自分を“使用人”ではなく、一人の人間として扱った。


「あなたは、私の前に立ってくれました」


妻は夫を見つめる。


「そして、その後……私を妻として迎えてくれた」


夫は息を詰める。


「あれは……」


「義務ではありませんでしたよね」


「……違う」


「同情でもありませんでしたよね」


「違う」


「愛してくれていたから、ですよね」


その問いに、夫はゆっくりとうなずく。


「ああ」


妻の瞳がやわらかく潤む。


「私は、あの頃……人の心を失いかけていました」


「……」


「誰かに期待することも、笑うことも、怖くなっていました」


夫の胸が締めつけられる。


「でもあなたは、そんな私を、ありのまま受け入れてくれました」


命令することもあった。


厳しくすることもあった。


だが、決して見捨てなかった。


「愛し続けてくれました」


静かな声。


「無表情な私にも、笑えない私にも」


妻は、そっと微笑む。


「結を授かったときも……あなたは真っ先に私を抱きしめてくれましたね」


夫の喉がかすかに鳴る。


『守る』


あのとき、迷いなく言った。


「あなたは、私も、結も、ずっと守ってくれています」


妻の手が、夫の頬に触れる。


「だから、私はあなたの世界にいることを選んでいる」


自由がないのではない。


守られているという安心の中で、自ら選んでいる。


「いつも優しくしてくれて、ありがとう」


夫の視線が揺れる。


「いつも愛してくれて、ありがとう」


その言葉は、重く、まっすぐに胸へ落ちる。


「私は、あなたの妻であることが誇りよ」


静かな波音。


月の光。


夫の中で、何かが大きく揺れる。


「……俺は」


声が低く震える。


「お前を縛っていると、思っていた」


妻は首を横に振る。


「縛られていません」


「俺は、強く出ることもある」


「知っています」


「命令のように言う」


「それも、あなたらしい」


そして、柔らかく笑う。


「でも、その奥にある愛情を、私は知っています」


それ以上、言葉はいらなかった。


夫は立ち上がる。


そして、妻を強く引き寄せた。


ぎゅっと。


ためらいなく。


「……」


言葉にならない感情が、腕に込められる。


妻はその胸に頬を預ける。


拒まない。


むしろ、両腕を背中に回す。


「離さない」


低く、はっきりとした声。


「はい」


「お前は、俺の妻だ」


「はい」


「だが——」


夫は一瞬、言葉を探す。


「選んで、俺の隣にいるんだな」


妻は胸元で小さくうなずく。


「はい。
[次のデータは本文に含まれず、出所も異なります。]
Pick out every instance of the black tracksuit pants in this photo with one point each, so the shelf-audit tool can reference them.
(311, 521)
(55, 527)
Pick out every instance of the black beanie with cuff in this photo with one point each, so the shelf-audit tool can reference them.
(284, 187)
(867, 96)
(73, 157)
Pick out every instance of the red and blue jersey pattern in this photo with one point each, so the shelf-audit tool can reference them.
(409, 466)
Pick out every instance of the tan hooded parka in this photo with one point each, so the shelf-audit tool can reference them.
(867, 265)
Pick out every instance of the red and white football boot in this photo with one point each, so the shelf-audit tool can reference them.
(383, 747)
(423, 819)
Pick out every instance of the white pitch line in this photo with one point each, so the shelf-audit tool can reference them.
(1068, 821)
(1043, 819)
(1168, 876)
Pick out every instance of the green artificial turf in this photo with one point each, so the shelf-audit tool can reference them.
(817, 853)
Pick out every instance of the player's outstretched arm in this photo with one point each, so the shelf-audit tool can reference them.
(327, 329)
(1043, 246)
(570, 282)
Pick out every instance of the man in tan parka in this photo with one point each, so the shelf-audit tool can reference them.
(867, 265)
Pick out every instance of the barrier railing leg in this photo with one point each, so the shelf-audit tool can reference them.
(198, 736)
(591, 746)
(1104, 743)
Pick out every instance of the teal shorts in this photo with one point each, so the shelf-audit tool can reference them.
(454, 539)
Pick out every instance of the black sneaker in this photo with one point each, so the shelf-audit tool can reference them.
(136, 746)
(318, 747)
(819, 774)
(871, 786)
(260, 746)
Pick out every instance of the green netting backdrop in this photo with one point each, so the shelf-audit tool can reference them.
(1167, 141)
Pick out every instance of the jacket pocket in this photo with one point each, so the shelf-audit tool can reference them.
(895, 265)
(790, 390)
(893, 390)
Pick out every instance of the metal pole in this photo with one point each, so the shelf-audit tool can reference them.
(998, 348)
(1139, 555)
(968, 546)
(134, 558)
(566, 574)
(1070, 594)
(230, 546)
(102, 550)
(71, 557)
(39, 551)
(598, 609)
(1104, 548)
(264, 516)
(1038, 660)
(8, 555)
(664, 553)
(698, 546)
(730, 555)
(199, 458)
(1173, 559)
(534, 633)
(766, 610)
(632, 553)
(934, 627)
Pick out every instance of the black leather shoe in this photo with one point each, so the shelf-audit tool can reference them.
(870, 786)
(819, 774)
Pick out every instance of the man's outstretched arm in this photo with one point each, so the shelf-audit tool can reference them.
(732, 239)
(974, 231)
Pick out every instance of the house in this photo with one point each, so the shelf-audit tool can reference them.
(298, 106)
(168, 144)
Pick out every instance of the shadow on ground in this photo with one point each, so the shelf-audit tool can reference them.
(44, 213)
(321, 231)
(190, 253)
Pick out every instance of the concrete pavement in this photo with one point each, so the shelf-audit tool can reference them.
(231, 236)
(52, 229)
私が選んでいます」


抱きしめる腕に、さらに力がこもる。


独占ではなく。


確認。


確信。


守るべき存在ではなく、共に立つ存在として。


夜の海は静かに光っている。


二人の呼吸が重なり合い、温度が溶けていく。


愛情の形は一つではない。


だが、この形は——


確かに、二人だけのものだった。